Impact positif

Écologie : la France aussi dépasse les bornes !

Fabrice Bonnifet
Publié le 9 mai 2022 à 16h41, mis à jour le 9 mai 2022 à 16h51
Écologie : la France aussi dépasse les bornes !

Source : istock

La date symbolique du "jour du dépassement", à partir de laquelle nous consommons davantage de ressources que la Terre ne peut en produire, est tombée la semaine dernière pour la France.
Fabrice Bonnifet, président du C3D, le Collège des directeurs du développement durable, nous livre son édito.

Le 5 mai dernier, sans tambour ni trompette et dans l’indifférence des médias, la France a consommé tout ce que la nature est en capacité de régénérer comme ressources en une année.

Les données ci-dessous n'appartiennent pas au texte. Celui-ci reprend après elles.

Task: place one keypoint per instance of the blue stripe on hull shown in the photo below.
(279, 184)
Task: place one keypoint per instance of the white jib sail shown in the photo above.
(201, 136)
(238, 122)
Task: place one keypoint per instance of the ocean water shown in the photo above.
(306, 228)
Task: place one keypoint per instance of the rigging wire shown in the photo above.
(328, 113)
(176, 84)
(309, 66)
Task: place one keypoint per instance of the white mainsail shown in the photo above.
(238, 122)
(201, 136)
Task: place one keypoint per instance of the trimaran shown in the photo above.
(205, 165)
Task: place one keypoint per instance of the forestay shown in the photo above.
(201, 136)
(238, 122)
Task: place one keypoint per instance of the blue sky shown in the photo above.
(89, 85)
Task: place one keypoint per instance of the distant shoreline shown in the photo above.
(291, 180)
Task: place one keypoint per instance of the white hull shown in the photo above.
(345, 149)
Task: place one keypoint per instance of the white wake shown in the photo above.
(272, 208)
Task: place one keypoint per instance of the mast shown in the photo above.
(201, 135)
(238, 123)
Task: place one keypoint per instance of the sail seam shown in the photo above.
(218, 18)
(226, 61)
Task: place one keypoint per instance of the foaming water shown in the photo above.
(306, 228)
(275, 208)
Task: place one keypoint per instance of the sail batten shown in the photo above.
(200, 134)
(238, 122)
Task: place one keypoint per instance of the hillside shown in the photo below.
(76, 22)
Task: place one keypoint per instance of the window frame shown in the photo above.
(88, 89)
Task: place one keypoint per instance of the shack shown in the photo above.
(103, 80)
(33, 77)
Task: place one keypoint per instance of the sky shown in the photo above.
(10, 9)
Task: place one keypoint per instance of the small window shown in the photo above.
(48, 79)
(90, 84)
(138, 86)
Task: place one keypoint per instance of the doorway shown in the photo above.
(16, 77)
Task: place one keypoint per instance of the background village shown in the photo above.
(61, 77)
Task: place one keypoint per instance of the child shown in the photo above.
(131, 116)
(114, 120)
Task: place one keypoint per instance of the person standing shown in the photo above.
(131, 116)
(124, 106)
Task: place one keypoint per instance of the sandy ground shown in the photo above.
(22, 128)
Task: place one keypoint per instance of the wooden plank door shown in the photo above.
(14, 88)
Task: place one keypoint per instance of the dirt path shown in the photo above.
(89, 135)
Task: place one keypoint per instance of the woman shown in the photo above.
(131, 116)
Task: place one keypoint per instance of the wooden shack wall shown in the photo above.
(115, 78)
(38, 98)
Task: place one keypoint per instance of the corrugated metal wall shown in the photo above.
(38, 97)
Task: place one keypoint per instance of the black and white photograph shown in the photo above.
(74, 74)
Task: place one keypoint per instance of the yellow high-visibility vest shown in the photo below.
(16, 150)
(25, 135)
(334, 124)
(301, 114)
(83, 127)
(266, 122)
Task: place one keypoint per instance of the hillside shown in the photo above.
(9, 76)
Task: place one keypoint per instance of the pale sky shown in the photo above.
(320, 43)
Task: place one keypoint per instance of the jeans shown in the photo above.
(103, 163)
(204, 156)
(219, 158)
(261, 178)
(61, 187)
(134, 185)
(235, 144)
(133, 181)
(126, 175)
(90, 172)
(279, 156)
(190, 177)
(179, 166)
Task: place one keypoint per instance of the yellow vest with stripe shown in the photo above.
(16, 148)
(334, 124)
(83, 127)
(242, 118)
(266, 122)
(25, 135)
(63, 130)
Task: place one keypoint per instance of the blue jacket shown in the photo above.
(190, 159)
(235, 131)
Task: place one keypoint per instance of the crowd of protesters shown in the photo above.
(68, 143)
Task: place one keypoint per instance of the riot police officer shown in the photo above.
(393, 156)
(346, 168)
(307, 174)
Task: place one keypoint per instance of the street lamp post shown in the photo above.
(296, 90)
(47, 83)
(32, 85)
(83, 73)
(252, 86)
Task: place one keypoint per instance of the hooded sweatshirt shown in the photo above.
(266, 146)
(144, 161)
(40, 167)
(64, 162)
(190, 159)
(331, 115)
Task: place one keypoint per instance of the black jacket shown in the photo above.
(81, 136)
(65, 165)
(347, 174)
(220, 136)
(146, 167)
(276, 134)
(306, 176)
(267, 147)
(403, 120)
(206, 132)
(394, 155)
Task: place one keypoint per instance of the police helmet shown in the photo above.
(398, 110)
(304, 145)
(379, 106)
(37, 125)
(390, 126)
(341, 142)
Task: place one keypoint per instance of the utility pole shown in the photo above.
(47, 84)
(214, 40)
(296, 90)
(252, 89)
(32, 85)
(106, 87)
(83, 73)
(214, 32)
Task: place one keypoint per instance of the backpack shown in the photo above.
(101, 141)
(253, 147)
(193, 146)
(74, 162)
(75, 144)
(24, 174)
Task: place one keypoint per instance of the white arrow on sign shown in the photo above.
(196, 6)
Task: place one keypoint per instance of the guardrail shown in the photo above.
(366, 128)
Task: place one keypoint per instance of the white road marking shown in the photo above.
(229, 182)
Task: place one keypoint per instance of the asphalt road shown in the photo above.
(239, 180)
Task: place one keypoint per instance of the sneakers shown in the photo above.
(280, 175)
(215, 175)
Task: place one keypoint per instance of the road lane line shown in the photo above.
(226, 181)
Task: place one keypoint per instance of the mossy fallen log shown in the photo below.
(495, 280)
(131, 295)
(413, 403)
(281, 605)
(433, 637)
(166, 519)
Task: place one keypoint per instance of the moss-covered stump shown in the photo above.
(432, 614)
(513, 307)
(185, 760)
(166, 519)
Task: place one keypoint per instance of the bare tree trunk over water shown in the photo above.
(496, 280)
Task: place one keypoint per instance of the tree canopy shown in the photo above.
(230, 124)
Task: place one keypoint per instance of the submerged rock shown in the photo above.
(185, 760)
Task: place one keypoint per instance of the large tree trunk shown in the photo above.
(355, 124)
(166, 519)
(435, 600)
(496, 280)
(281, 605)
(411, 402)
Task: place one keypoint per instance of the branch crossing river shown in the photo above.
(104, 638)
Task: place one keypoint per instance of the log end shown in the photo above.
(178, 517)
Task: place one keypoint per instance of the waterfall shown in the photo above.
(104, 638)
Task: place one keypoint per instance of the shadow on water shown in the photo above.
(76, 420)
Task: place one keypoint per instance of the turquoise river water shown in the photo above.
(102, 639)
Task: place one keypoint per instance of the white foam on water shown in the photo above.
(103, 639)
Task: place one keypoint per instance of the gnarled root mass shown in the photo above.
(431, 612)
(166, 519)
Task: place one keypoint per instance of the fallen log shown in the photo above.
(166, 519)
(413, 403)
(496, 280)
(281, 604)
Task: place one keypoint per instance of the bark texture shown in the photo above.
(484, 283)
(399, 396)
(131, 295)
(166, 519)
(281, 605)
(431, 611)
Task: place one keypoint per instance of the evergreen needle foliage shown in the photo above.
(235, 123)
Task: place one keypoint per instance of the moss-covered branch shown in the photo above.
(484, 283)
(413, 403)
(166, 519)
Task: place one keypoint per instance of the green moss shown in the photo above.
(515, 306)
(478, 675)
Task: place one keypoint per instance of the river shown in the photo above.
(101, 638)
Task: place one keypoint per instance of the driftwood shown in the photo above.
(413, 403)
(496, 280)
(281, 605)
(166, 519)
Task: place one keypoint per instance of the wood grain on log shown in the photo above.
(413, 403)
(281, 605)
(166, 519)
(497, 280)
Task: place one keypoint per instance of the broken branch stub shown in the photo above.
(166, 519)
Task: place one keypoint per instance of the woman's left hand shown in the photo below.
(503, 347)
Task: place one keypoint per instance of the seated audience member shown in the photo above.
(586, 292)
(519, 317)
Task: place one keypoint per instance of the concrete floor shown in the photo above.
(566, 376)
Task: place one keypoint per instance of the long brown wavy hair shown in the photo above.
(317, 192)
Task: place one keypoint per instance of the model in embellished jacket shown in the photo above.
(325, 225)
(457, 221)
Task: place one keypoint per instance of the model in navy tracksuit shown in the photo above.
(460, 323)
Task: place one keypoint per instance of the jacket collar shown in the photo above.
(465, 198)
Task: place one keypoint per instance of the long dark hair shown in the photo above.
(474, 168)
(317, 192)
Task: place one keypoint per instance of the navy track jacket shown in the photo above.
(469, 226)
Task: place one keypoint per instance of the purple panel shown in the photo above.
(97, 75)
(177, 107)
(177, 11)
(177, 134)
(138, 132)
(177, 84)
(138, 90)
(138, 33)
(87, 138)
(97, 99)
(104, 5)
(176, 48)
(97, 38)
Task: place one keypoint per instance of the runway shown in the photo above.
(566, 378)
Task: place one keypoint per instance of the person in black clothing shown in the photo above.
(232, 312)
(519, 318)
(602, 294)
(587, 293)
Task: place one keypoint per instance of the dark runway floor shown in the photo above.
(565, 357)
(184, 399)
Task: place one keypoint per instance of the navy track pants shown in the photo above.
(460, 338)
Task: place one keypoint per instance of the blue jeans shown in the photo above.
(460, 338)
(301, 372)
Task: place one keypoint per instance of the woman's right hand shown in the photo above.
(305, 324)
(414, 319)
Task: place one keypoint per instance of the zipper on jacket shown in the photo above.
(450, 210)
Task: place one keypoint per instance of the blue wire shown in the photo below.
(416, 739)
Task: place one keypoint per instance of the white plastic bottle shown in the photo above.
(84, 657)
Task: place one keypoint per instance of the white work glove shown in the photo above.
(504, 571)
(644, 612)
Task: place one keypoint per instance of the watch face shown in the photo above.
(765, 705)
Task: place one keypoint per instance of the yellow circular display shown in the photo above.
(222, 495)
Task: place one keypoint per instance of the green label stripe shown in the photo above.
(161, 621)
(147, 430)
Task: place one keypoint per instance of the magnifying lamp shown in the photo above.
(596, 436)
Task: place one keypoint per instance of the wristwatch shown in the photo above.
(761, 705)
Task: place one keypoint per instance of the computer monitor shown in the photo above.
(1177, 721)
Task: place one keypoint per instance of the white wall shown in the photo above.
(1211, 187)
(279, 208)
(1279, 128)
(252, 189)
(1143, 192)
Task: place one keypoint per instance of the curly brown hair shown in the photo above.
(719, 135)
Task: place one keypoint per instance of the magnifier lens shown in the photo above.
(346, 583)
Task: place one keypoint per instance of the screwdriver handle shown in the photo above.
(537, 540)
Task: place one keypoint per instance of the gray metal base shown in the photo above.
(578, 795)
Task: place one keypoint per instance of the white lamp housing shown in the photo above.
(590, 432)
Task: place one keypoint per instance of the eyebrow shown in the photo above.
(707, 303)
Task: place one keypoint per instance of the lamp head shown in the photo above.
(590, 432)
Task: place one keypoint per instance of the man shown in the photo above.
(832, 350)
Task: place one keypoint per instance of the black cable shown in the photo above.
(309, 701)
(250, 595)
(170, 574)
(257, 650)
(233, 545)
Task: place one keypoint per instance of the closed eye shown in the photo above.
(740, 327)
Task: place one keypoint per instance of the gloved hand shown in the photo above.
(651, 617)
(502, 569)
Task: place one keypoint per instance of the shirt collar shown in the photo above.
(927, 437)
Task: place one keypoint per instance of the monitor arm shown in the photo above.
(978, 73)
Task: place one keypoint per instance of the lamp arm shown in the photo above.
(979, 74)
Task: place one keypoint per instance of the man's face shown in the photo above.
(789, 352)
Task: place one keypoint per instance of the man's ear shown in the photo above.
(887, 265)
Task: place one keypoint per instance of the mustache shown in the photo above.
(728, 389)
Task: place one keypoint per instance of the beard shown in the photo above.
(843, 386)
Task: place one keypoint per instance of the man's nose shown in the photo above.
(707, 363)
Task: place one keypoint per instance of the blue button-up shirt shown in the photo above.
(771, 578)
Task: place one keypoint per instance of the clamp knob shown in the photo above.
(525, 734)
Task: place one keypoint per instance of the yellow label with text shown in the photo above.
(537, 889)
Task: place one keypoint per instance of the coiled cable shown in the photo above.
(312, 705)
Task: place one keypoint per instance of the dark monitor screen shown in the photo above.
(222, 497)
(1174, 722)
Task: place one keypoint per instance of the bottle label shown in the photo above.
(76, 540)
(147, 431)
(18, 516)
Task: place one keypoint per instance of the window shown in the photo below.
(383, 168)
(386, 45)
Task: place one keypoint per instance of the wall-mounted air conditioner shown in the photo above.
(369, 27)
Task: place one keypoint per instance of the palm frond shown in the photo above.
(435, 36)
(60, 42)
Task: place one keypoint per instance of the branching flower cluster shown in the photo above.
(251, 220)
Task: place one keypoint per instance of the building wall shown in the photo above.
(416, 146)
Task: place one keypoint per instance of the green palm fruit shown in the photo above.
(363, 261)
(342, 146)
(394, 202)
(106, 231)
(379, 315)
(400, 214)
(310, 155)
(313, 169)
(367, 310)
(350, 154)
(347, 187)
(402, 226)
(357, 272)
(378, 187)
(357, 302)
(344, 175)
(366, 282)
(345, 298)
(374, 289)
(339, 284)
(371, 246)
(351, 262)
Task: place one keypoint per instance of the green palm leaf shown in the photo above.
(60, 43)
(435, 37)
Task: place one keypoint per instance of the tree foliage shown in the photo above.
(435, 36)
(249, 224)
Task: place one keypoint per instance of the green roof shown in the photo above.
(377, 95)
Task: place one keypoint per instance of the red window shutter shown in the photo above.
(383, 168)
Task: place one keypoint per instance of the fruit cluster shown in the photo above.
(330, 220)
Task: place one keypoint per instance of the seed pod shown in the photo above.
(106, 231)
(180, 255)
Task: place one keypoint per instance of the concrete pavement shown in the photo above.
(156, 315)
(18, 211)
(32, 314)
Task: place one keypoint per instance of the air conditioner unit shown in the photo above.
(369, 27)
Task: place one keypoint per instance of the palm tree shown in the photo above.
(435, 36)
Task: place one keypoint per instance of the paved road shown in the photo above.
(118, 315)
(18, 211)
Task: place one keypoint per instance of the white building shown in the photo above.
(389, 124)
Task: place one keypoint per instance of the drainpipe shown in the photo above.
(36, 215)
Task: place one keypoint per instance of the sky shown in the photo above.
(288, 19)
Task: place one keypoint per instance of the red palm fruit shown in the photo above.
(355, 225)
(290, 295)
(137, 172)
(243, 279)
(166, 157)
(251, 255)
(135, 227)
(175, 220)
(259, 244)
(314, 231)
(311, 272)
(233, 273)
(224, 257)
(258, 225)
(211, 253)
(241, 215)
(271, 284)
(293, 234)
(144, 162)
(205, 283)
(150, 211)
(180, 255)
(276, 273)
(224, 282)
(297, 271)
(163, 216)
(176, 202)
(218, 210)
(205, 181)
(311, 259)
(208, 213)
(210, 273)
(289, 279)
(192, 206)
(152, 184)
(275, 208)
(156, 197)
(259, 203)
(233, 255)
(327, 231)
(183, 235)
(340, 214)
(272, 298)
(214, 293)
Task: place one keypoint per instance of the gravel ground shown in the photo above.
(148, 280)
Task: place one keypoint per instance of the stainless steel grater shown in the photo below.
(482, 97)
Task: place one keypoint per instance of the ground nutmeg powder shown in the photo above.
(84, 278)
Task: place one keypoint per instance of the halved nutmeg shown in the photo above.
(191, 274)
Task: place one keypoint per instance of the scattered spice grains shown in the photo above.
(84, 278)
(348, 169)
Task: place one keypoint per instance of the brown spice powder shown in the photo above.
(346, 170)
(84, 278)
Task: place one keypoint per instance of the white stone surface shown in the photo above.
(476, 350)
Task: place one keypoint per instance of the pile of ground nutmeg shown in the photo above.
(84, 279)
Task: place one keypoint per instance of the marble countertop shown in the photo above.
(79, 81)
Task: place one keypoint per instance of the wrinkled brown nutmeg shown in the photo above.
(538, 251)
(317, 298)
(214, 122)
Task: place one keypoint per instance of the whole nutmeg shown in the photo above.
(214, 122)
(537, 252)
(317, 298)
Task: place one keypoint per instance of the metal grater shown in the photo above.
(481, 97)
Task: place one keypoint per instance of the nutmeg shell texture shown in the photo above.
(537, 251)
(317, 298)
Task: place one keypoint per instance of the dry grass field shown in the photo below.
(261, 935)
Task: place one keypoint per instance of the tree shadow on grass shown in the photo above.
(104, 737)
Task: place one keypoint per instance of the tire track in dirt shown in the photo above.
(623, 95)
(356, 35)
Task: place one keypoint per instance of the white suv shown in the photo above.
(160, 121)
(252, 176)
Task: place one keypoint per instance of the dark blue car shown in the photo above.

Depuis le début de la civilisation thermo-industrielle, l’empreinte écologique de quasiment tous les pays continue de se dégrader dramatiquement et les conséquences sur la biodiversité sont catastrophiques. Comment pourrait-il en être autrement tant que polluer pour l'économie rapportera plus que de ne pas polluer ? Mais jusqu’à quand ? Alors que la sécheresse due au changement climatique qui s’annonce va tuer des millions d’arbres, déclencher des incendies gigantesques et abaisser dangereusement les rendements agricoles. 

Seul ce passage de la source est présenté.